Ha pintado también sobre la cultura y tradición cafetera, ¿por qué pintar y retratar de esa forma lo que esto representa? 

Yo el trabajo lo planeo muy empírico, pero gracias a mi carrera en la universidad y por haber entrado al Salón Nacional, no tuve que presentar trabajo de grado, entonces me valieron tesis, la cual iba sobre la investigación en la vida de la colonización antioqueña en imágenes, de ahí ahondé más y el tema quedó trazado. Dada la coincidencia, hice un salto muy grande porque hasta ahora el PCC muestra lo que es la cordillera, el café, las casas en su exterior, las costumbres, el arriero; mostrando los interiores, pero no mostraron nunca muchas cosas tradicionales que también componen ese PCC; un ejemplo de ello era la llegada del circo que era muy tradicional, por eso este cuadra sorprende a la gente ya que se les hace nuevo porque están acostumbradas a que el circo es un carro que grita, pero para ese tiempo era como lo que yo retrato dentro de este cuadro que se encuentra expuesto, junto con muchos otros, en la casa de la cultura de Calarcá. 
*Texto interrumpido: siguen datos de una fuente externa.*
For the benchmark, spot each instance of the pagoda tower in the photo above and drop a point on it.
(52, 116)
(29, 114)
¿Cuál es entonces su sello personal, qué lo hace diferente de los demás artistas? 

Yo siento que lo que me diferencia a mí de los demás artistas es la investigación que realizo y la forma en que armo un cuadro, algunos tienen imágenes sobre las que logran ser muy fieles, aportando de pronto poco a la obra, en cambio yo prácticamente la armo de cero, buscando, investigando, aportándole un valor diferencial y agregado a este proceso personal; así mismo mis obras van acompañadas con la evolución del color, yo puedo jugar con él dentro de ellas y esto las hace mucho más llamativas en cuanto a composición. Hago obras particulares, sin darme cuenta.